“Ladies and gentlemen: on stage tonight is the musical virtuosos. They spent hours and hours of their life practicing their craft, and tonight we get to enjoy the sum total of their work.” So said Dave Chappelle, walking on stage with a beer and a cigarette before Thundercat and his band came back out for an encore. Something happened at Irving Plaza on the night of March 3rd. I’m still not quite sure what it was, or what to make of it, but I know that somewhere in all of the twists and turns of the momentous performance was a true vision for music of the future. The way the music transformed on stage made it impossible to categorize, fusing elements of jazz, funk, pop, rock, and who knows what else into something that ultimately just sounded like music.

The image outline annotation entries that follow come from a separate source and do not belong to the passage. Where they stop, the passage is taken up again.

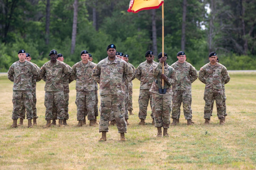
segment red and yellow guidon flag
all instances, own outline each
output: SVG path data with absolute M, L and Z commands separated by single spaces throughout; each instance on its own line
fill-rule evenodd
M 137 13 L 143 10 L 159 8 L 164 0 L 131 0 L 127 11 Z

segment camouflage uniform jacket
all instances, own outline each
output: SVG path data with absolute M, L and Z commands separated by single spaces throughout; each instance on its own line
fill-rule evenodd
M 209 62 L 201 67 L 198 78 L 205 84 L 205 94 L 207 93 L 220 93 L 222 94 L 222 82 L 226 84 L 230 80 L 227 69 L 218 63 L 213 66 Z
M 33 63 L 32 62 L 31 63 L 35 66 L 35 67 L 36 67 L 36 68 L 37 71 L 38 71 L 38 76 L 37 77 L 37 78 L 36 79 L 32 79 L 32 91 L 35 91 L 36 87 L 36 82 L 39 81 L 42 79 L 41 79 L 41 77 L 40 76 L 40 75 L 39 75 L 39 71 L 40 70 L 40 68 L 35 63 Z
M 63 91 L 63 82 L 68 79 L 70 72 L 63 62 L 57 60 L 53 64 L 50 60 L 41 67 L 39 74 L 45 82 L 45 91 Z
M 125 94 L 125 83 L 132 78 L 132 69 L 124 60 L 116 57 L 112 62 L 108 57 L 93 69 L 92 76 L 100 84 L 100 95 L 123 95 Z
M 141 63 L 135 71 L 135 77 L 141 81 L 140 89 L 150 89 L 154 81 L 154 77 L 149 72 L 149 69 L 151 65 L 157 64 L 157 63 L 153 61 L 150 64 L 147 61 Z
M 182 67 L 179 65 L 177 61 L 171 66 L 176 72 L 178 81 L 176 84 L 173 86 L 173 91 L 186 90 L 191 92 L 191 84 L 197 78 L 197 72 L 194 67 L 186 61 Z
M 65 63 L 64 62 L 63 63 L 66 65 L 66 66 L 68 67 L 68 69 L 69 70 L 69 71 L 71 72 L 71 67 L 67 63 Z M 63 81 L 63 89 L 64 89 L 63 92 L 64 93 L 69 93 L 69 87 L 68 85 L 69 83 L 69 81 L 68 79 L 65 81 Z
M 70 78 L 76 80 L 76 89 L 81 91 L 95 90 L 95 82 L 92 77 L 93 67 L 96 64 L 88 60 L 85 66 L 80 61 L 72 67 Z
M 8 76 L 13 82 L 13 90 L 32 91 L 32 82 L 38 78 L 38 71 L 31 63 L 25 61 L 23 66 L 19 60 L 10 67 Z
M 171 88 L 171 86 L 175 85 L 176 82 L 177 82 L 177 77 L 176 77 L 176 72 L 175 70 L 173 68 L 172 68 L 172 70 L 169 70 L 169 66 L 168 64 L 166 63 L 166 65 L 164 67 L 164 74 L 166 76 L 168 76 L 168 74 L 169 74 L 169 71 L 172 71 L 172 73 L 171 72 L 171 75 L 170 76 L 170 78 L 167 77 L 167 79 L 166 80 L 164 81 L 164 83 L 167 83 L 167 87 L 166 87 L 166 93 L 165 94 L 160 94 L 158 91 L 159 88 L 158 87 L 158 85 L 154 81 L 152 84 L 152 86 L 149 90 L 149 91 L 152 93 L 157 94 L 159 95 L 170 95 L 172 94 L 173 92 L 172 91 L 172 89 Z M 156 80 L 157 80 L 157 76 L 158 75 L 158 73 L 160 72 L 162 73 L 162 68 L 163 66 L 163 63 L 160 62 L 157 64 L 153 64 L 150 67 L 150 72 L 154 76 L 154 79 Z M 161 86 L 162 85 L 163 79 L 159 79 L 160 80 L 160 83 Z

Each member had the potential to dominate the stage at any given moment. Drummer Justin Brown could let loose on his kit, exhibiting a fiery display of Buddy Rich chops with John Bonham intensity on songs like “Tron Song” and the trippy “Lotus and the Jondy” but he could also hold down a steady hip-hop beat, working in subtleties beneath the crack of his snare. Keyboardist Dennis Hamm would build up layers of organs, keys, and synthesizers, before coming in out of left field with eviscerating synth solos on “Daylight” and a cover of Flying Lotus’ “Descent Into Madness”.

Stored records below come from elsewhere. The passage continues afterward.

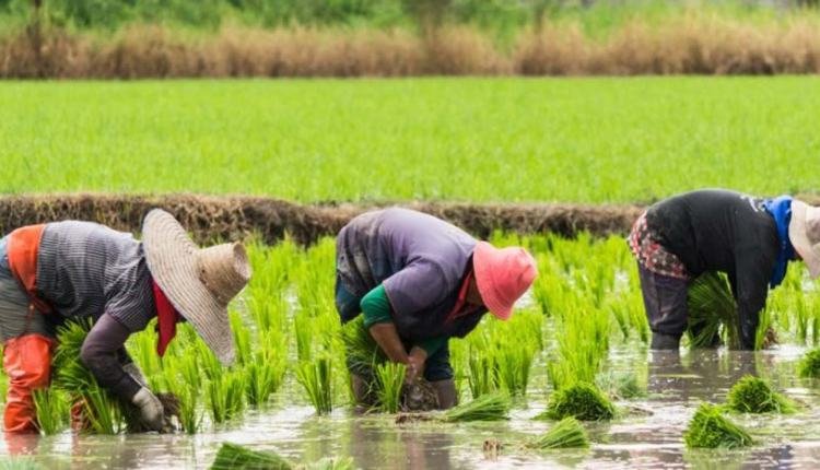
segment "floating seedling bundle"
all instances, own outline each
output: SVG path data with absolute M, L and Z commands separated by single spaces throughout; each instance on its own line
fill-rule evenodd
M 750 446 L 753 440 L 742 427 L 721 414 L 721 409 L 701 403 L 695 411 L 689 427 L 683 433 L 683 440 L 690 448 L 737 448 Z
M 224 443 L 216 453 L 211 470 L 352 470 L 351 459 L 324 458 L 301 466 L 270 450 L 253 450 L 236 444 Z
M 555 390 L 547 411 L 536 419 L 563 420 L 573 416 L 581 421 L 607 421 L 614 414 L 614 406 L 598 387 L 578 381 Z
M 809 351 L 803 356 L 797 373 L 803 378 L 820 378 L 820 349 Z
M 413 421 L 437 421 L 442 423 L 464 423 L 469 421 L 503 421 L 509 418 L 512 400 L 504 393 L 489 393 L 467 403 L 458 404 L 444 412 L 402 413 L 397 423 Z
M 589 447 L 589 437 L 578 420 L 567 416 L 525 447 L 539 450 L 584 448 Z
M 794 404 L 762 378 L 743 376 L 729 389 L 726 406 L 741 413 L 790 413 Z
M 216 453 L 211 470 L 291 470 L 294 465 L 272 451 L 251 450 L 236 444 L 224 443 Z

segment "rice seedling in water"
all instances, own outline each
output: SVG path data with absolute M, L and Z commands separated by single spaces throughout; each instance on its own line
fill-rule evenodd
M 528 442 L 525 447 L 541 450 L 584 448 L 589 447 L 589 437 L 578 420 L 567 416 L 537 439 Z
M 376 366 L 376 398 L 378 407 L 386 413 L 396 413 L 401 406 L 401 390 L 407 366 L 386 362 Z
M 344 458 L 329 458 L 325 457 L 313 463 L 305 466 L 305 470 L 353 470 L 353 459 L 350 457 Z
M 333 409 L 331 369 L 332 363 L 327 356 L 303 362 L 296 367 L 296 381 L 304 387 L 318 414 L 328 414 Z
M 69 415 L 68 397 L 56 388 L 36 389 L 32 396 L 39 432 L 51 435 L 65 430 Z
M 612 402 L 598 387 L 578 381 L 555 390 L 550 397 L 547 411 L 536 419 L 563 420 L 574 416 L 581 421 L 606 421 L 616 414 Z
M 84 431 L 117 434 L 125 430 L 127 404 L 102 388 L 80 361 L 80 350 L 90 330 L 90 321 L 72 321 L 58 329 L 52 387 L 65 391 L 69 401 L 80 407 Z
M 224 423 L 245 410 L 245 377 L 241 371 L 226 372 L 208 384 L 211 418 Z
M 342 343 L 348 363 L 354 367 L 373 368 L 387 362 L 382 348 L 376 344 L 370 331 L 364 328 L 364 317 L 360 315 L 348 321 L 341 329 Z
M 211 470 L 291 470 L 294 465 L 272 451 L 251 450 L 236 444 L 223 443 L 211 465 Z
M 820 378 L 820 349 L 811 350 L 803 356 L 797 373 L 803 378 Z
M 693 348 L 713 348 L 723 327 L 726 344 L 740 346 L 737 305 L 725 275 L 718 272 L 701 274 L 689 287 L 687 299 L 689 338 Z
M 741 413 L 790 413 L 794 404 L 760 377 L 746 375 L 729 389 L 729 409 Z
M 602 390 L 608 390 L 610 397 L 630 400 L 646 396 L 646 383 L 639 379 L 637 374 L 612 374 L 604 376 L 598 381 Z
M 490 393 L 458 404 L 436 416 L 445 423 L 467 421 L 502 421 L 508 419 L 512 402 L 504 393 Z
M 710 403 L 701 403 L 683 433 L 689 448 L 737 448 L 753 444 L 749 433 L 721 414 Z
M 271 393 L 277 391 L 284 378 L 284 357 L 270 350 L 257 351 L 254 361 L 245 368 L 245 395 L 248 404 L 265 404 Z
M 0 470 L 46 470 L 46 467 L 34 461 L 31 457 L 0 458 Z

As for Thundercat, real name Stephen Bruner, what he does to the bass should hopefully earn him a spot in the music history books among the very best. Not unlike Phil Lesh, he has not so much revolutionized the instrument as he has found a completely new way to utilize it. In Bruner’s hands, his 6-string bass operates more like three different instruments. There were the traditional bass parts he laid down on his more straightforward tunes, like the hard-grooving “Them Changes” and the funny “Friend Zone,” but then he’d play his instrument like a jazz piano, hopping from chord to chord at a rapid-fire rate. When he’d step up for a solo, he became a horn player, the bass awash in effects as he’d bust out sweeping runs of notes like something out of John Coltrane might have done if he’d grown up playing video games and watching Saturday morning cartoons.

Jazz powerhouse Robert Glasper made an unannounced appearance mid-set, taking control of the stage as soon as he sat down at the piano and leading Bruner and Brown on a twisting, shifting improvisation that had some jaws glued to the floor, and returned later pre-encore to back Bruner up on drums after Chappelle said, “Thundercat, take this bass solo wherever you wanna go, ’cause we with you all the way, my brother, for real.” Comedian Hannibal Buress, a long-time friend of Bruner’s also made an appearance, delivering a short stand-up set after opener Zack Fox.

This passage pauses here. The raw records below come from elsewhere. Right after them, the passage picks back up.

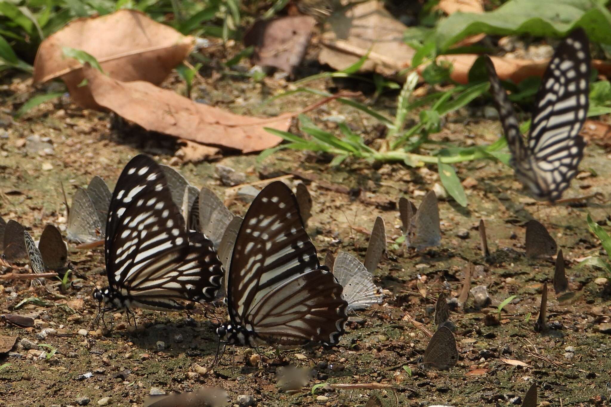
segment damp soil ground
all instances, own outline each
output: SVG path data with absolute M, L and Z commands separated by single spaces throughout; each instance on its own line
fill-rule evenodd
M 307 63 L 301 74 L 305 76 L 320 69 Z M 298 111 L 317 100 L 296 93 L 262 107 L 262 101 L 293 85 L 273 76 L 255 83 L 211 70 L 202 74 L 204 81 L 197 84 L 196 93 L 205 95 L 202 97 L 211 104 L 235 112 L 274 115 Z M 371 96 L 371 90 L 360 88 L 359 82 L 321 80 L 309 85 L 333 92 L 363 90 L 363 102 Z M 175 77 L 164 86 L 184 90 Z M 5 78 L 0 87 L 4 101 L 0 105 L 0 216 L 26 226 L 35 239 L 47 223 L 65 230 L 60 183 L 68 202 L 76 187 L 86 186 L 95 175 L 102 176 L 112 188 L 130 158 L 142 152 L 174 166 L 192 184 L 212 189 L 240 214 L 247 204 L 236 198 L 235 189 L 222 185 L 214 175 L 217 164 L 245 173 L 249 182 L 295 170 L 309 174 L 315 181 L 307 181 L 313 199 L 307 230 L 321 260 L 327 252 L 340 250 L 362 260 L 368 242 L 362 231 L 371 229 L 377 216 L 386 222 L 389 240 L 399 238 L 398 198 L 406 196 L 418 205 L 423 194 L 439 182 L 434 167 L 413 168 L 400 164 L 372 167 L 348 160 L 332 168 L 327 157 L 301 151 L 277 153 L 262 162 L 255 155 L 229 154 L 213 162 L 180 164 L 172 158 L 176 149 L 172 139 L 147 133 L 110 113 L 81 110 L 67 97 L 44 104 L 21 120 L 12 120 L 10 114 L 34 92 L 31 79 L 18 76 Z M 385 95 L 371 107 L 392 116 L 396 96 Z M 496 120 L 475 114 L 483 107 L 464 109 L 447 118 L 442 131 L 433 139 L 463 146 L 494 142 L 500 126 Z M 412 120 L 417 113 L 413 112 Z M 336 103 L 308 114 L 331 131 L 337 131 L 334 121 L 343 117 L 366 139 L 383 137 L 379 123 Z M 299 131 L 296 123 L 291 129 Z M 54 154 L 28 152 L 25 139 L 32 135 L 49 137 Z M 588 144 L 582 172 L 564 195 L 569 198 L 599 192 L 604 198 L 554 206 L 525 195 L 511 168 L 500 163 L 480 160 L 456 168 L 465 181 L 468 205 L 463 207 L 451 199 L 440 202 L 441 246 L 415 251 L 389 242 L 375 272 L 376 283 L 386 294 L 383 303 L 351 315 L 346 334 L 330 349 L 283 351 L 279 359 L 269 348 L 254 350 L 260 358 L 253 358 L 245 348 L 230 348 L 212 367 L 217 322 L 208 317 L 210 310 L 207 316 L 203 308 L 197 307 L 192 313 L 194 324 L 188 323 L 183 314 L 135 310 L 137 328 L 117 314 L 112 318 L 113 329 L 103 332 L 92 326 L 98 304 L 90 289 L 69 288 L 65 298 L 58 298 L 29 288 L 27 282 L 2 281 L 0 310 L 34 314 L 37 318 L 32 328 L 0 326 L 0 335 L 18 337 L 11 352 L 0 355 L 0 365 L 10 364 L 0 370 L 0 406 L 76 405 L 77 400 L 84 403 L 84 398 L 93 406 L 101 405 L 100 401 L 106 405 L 141 406 L 153 388 L 185 391 L 203 386 L 226 389 L 232 404 L 246 394 L 265 406 L 358 406 L 375 393 L 386 406 L 494 405 L 497 400 L 504 406 L 519 405 L 518 397 L 533 383 L 538 385 L 540 402 L 554 406 L 606 405 L 611 350 L 609 334 L 599 323 L 604 322 L 599 317 L 611 314 L 611 290 L 599 278 L 604 276 L 602 270 L 580 268 L 577 264 L 587 256 L 605 255 L 589 231 L 586 216 L 590 213 L 596 220 L 609 218 L 611 209 L 606 199 L 611 166 L 607 153 L 595 143 Z M 294 185 L 295 179 L 287 181 Z M 360 191 L 360 198 L 329 189 L 329 185 Z M 481 255 L 477 229 L 480 219 L 486 222 L 493 261 Z M 544 225 L 563 250 L 569 281 L 569 294 L 557 297 L 550 288 L 549 322 L 555 329 L 544 334 L 535 332 L 533 325 L 543 283 L 551 281 L 554 263 L 551 258 L 525 258 L 524 224 L 530 219 Z M 101 248 L 76 250 L 71 245 L 70 260 L 80 275 L 100 286 L 107 284 Z M 462 270 L 469 262 L 476 265 L 472 285 L 486 286 L 491 303 L 476 309 L 470 297 L 464 311 L 453 310 L 450 319 L 460 355 L 457 366 L 449 371 L 423 370 L 417 361 L 428 337 L 421 327 L 434 331 L 431 311 L 435 300 L 442 290 L 450 298 L 458 296 Z M 419 278 L 425 296 L 417 286 Z M 500 323 L 489 325 L 493 316 L 499 316 L 497 306 L 512 295 L 516 297 L 501 312 Z M 32 297 L 44 298 L 48 306 L 29 303 L 14 309 L 21 300 Z M 222 307 L 213 311 L 219 319 L 226 317 Z M 56 334 L 38 338 L 37 334 L 47 327 Z M 26 349 L 21 344 L 23 339 L 37 346 Z M 51 348 L 56 350 L 52 356 L 39 356 L 40 351 Z M 302 388 L 281 391 L 276 371 L 287 364 L 313 369 L 313 378 Z M 313 395 L 312 387 L 317 383 L 373 384 L 370 387 L 384 388 L 318 386 Z

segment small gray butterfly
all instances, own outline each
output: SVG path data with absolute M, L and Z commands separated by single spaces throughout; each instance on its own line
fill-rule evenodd
M 446 323 L 450 323 L 450 309 L 448 308 L 448 301 L 445 299 L 445 294 L 442 292 L 435 303 L 435 325 L 438 327 L 442 325 L 450 328 Z
M 9 220 L 4 229 L 4 259 L 13 262 L 27 256 L 27 249 L 24 242 L 25 229 L 19 222 Z
M 569 282 L 565 272 L 565 258 L 562 254 L 562 249 L 560 249 L 556 257 L 556 265 L 554 270 L 554 290 L 558 294 L 566 291 L 568 287 Z
M 208 188 L 202 189 L 199 193 L 200 227 L 212 240 L 215 249 L 218 249 L 225 230 L 235 217 L 214 192 Z
M 100 223 L 106 225 L 106 218 L 108 217 L 108 207 L 111 205 L 111 199 L 112 198 L 112 193 L 108 185 L 103 179 L 96 175 L 91 179 L 87 187 L 87 194 L 89 195 L 93 206 L 98 211 Z
M 535 331 L 545 332 L 547 330 L 547 282 L 543 283 L 543 291 L 541 294 L 541 307 L 539 317 L 535 323 Z
M 540 256 L 552 256 L 558 246 L 547 229 L 535 220 L 526 223 L 526 257 L 534 259 Z
M 422 362 L 425 367 L 435 367 L 445 370 L 458 362 L 456 342 L 452 331 L 442 326 L 437 330 L 428 342 Z
M 370 273 L 378 267 L 382 259 L 382 255 L 386 251 L 386 229 L 384 228 L 384 219 L 380 217 L 376 218 L 369 237 L 367 253 L 365 254 L 365 267 Z
M 484 220 L 480 220 L 480 239 L 481 240 L 481 254 L 488 259 L 490 257 L 490 251 L 488 250 L 488 239 L 486 236 L 486 225 L 484 224 Z
M 340 251 L 333 265 L 333 275 L 343 287 L 342 298 L 348 304 L 346 312 L 382 302 L 382 289 L 373 284 L 373 275 L 358 259 Z
M 536 384 L 533 383 L 524 395 L 522 407 L 536 407 Z
M 434 191 L 430 191 L 424 196 L 418 210 L 413 216 L 411 204 L 403 204 L 406 215 L 401 215 L 401 220 L 406 221 L 403 229 L 407 230 L 405 242 L 408 247 L 423 249 L 438 246 L 441 242 L 439 228 L 439 208 Z M 400 211 L 401 210 L 400 203 Z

Many have described Thundercat’s music with some variant of the moniker “cosmic funk,” yet that does it a disservice. Parliament-Funkadelic took funk music to outer space, but at Irving Plaza Thundercat was scoring a journey through a whole other dimension. From teases of Kendrick Lamar songs, covers of frequent collaborator Flying Lotus (who could be spotted side stage for most of the show), and jammed out performances of his own tunes like “Lone Wolf and Cub” or “Daylight,” Bruner led the packed room in a psychedelic experience few artists tagged with that label ever actually achieve. Each moment seemed to build upon the one before, each funky singalong bled into each virtuosic jam and the groove was so powerful, so locked in, that standing still never really felt like an option. If the mounting success of artists like Thundercat can be taken as a sign, then music is in for some real adventures.